Community in Western Australia

Wingellina or Irrunytju Community is a small Indigenous Australian community in Western Australia located about 1700 km north east of Perth near the Western Australian-South Australian border in the Goldfields–Esperance region of Western Australia. The local language of Wingellina is Pitjantjatjara.

Surrounded by large granite hills with mulga and mallee country, the community maintains many traditional activities such as hunting and gathering bush tucker as well as making many carved wooden artefacts.

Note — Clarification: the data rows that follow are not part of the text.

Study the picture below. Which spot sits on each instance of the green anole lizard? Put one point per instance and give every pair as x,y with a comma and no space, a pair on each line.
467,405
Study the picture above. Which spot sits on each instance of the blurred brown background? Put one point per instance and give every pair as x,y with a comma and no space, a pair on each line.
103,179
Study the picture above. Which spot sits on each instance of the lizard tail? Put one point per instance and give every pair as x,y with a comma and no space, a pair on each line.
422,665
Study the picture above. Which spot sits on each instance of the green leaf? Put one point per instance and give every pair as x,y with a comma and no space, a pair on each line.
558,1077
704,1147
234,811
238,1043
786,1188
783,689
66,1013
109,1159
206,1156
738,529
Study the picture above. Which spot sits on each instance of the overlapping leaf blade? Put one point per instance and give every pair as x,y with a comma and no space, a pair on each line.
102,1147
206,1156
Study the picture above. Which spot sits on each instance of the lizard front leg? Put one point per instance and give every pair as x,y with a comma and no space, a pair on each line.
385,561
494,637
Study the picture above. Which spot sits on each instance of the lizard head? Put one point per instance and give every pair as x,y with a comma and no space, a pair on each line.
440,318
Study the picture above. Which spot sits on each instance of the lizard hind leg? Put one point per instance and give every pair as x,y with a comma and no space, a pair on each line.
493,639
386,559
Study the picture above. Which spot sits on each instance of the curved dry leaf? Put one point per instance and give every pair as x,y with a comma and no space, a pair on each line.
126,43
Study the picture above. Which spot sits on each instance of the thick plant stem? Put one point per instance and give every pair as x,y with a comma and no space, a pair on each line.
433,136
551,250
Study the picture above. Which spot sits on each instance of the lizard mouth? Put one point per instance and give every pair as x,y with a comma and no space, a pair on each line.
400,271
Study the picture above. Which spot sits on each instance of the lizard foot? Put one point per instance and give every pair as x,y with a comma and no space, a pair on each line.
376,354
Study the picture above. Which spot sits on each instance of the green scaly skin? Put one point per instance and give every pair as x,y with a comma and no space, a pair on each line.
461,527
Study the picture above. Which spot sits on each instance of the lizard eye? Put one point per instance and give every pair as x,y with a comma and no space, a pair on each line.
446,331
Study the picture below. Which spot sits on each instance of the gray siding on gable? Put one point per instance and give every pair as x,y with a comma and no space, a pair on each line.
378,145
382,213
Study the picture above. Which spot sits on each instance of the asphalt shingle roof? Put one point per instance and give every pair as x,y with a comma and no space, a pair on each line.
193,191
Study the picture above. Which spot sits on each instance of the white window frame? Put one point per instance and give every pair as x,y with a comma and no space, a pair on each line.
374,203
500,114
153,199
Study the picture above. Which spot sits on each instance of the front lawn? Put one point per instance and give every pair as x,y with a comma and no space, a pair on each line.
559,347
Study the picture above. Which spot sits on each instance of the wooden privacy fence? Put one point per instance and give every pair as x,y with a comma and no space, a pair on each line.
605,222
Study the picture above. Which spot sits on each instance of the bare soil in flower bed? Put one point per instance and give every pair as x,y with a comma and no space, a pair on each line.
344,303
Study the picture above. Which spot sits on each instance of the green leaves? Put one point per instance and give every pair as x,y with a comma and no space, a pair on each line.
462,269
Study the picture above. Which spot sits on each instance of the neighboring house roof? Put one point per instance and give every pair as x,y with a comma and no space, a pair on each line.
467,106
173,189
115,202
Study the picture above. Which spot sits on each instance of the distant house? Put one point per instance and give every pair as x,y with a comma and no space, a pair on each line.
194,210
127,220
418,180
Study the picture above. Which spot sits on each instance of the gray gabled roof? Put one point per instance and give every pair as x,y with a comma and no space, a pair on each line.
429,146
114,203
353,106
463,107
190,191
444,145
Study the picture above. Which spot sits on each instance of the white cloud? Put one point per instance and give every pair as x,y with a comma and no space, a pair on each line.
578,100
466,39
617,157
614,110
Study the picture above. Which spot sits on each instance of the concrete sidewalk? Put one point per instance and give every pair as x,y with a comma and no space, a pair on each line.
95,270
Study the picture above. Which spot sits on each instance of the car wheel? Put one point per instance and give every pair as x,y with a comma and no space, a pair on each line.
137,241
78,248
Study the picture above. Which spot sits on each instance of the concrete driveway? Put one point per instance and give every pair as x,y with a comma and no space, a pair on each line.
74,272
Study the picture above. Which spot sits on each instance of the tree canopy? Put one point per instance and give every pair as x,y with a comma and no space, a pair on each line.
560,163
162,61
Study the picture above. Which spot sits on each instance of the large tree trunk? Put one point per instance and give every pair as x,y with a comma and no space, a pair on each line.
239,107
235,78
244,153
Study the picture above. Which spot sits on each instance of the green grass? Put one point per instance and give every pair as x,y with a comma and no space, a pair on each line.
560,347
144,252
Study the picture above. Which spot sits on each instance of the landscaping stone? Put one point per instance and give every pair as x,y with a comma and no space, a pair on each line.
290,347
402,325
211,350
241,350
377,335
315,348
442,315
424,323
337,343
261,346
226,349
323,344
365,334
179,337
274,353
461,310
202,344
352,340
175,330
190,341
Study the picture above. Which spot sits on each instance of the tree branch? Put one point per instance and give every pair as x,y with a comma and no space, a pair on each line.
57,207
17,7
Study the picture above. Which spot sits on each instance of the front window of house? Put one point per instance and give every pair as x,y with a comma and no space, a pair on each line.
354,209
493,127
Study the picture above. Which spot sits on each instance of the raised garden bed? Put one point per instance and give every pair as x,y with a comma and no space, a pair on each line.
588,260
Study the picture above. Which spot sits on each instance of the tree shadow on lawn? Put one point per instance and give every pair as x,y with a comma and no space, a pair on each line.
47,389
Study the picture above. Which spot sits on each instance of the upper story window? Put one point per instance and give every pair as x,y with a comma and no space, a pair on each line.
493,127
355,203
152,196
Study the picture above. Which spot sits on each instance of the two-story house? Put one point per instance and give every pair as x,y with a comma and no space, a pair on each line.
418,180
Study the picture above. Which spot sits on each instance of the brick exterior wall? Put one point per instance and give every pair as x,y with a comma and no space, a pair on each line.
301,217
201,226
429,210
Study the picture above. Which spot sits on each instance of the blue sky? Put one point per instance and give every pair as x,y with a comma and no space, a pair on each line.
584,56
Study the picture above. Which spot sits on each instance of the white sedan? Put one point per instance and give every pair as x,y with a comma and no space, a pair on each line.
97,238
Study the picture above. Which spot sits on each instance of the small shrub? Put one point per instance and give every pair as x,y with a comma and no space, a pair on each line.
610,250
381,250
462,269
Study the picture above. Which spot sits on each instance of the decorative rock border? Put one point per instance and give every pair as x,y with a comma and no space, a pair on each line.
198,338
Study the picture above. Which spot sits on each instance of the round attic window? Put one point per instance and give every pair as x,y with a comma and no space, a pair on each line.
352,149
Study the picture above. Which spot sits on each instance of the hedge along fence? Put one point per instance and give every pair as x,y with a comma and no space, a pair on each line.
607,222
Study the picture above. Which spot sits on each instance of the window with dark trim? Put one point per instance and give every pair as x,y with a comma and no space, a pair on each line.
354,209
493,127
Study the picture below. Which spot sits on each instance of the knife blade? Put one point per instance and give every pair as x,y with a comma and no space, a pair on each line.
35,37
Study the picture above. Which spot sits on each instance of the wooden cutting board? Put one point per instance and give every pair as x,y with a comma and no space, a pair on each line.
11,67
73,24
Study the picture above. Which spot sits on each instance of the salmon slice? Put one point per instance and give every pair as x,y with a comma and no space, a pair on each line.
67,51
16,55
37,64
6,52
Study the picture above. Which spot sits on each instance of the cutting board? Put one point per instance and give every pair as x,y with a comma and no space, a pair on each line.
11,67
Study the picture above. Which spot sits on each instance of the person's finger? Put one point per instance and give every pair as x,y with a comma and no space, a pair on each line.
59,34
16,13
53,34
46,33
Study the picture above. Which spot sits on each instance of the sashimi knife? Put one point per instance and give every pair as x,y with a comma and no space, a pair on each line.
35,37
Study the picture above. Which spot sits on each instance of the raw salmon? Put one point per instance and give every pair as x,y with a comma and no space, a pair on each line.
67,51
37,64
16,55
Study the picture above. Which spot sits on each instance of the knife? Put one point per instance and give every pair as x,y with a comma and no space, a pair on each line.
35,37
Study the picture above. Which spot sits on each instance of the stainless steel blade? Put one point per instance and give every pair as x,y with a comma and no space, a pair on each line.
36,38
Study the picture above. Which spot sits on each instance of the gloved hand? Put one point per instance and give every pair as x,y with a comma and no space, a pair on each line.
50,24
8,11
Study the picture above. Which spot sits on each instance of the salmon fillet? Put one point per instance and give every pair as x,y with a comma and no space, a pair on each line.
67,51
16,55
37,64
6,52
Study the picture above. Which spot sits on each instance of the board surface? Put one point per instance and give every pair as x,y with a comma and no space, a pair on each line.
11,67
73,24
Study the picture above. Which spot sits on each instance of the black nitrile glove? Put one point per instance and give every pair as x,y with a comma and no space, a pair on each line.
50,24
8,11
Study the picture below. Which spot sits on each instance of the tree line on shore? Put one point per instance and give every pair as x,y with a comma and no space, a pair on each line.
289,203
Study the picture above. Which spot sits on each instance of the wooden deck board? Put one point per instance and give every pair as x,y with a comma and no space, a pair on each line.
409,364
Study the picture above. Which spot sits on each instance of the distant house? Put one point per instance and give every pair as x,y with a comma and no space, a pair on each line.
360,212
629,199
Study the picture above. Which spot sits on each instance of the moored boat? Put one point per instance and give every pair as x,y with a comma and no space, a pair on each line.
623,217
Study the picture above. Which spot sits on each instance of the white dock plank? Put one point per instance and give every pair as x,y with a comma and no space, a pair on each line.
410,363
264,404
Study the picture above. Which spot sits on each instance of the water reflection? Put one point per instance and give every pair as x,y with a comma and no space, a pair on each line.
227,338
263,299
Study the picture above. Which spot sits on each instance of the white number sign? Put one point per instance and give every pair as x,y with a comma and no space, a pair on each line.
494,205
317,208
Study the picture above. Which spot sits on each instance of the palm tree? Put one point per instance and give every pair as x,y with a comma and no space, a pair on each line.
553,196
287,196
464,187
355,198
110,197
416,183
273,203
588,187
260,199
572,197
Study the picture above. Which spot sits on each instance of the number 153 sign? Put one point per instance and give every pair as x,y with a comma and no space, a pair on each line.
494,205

The community is situated 12 km southwest of the Surveyor Generals Corner near the border in the Gibson Desert and Great Victoria Desert between the Northern Territory, South Australia and Western Australia.

== History ==
The community was established in the 1980s and was composed mainly of people from the Warburton mission. These people still have spiritual and ancestral ties to many parts of the region. Like other communities in the area, many came from South Australia because of rocket testing at Woomera.

== Town planning ==
Wingellina Layout Plan No.1 has been prepared in accordance with State Planning Policy 3.2 Aboriginal Settlements. It currently exists in draft format only, having not been endorsed by the community. The map set is viewable at Planning Western Australia's website.

== Native title ==
The community is located within the determined Ngaanyatjarra Lands (Part A) native title claim (WC04/3).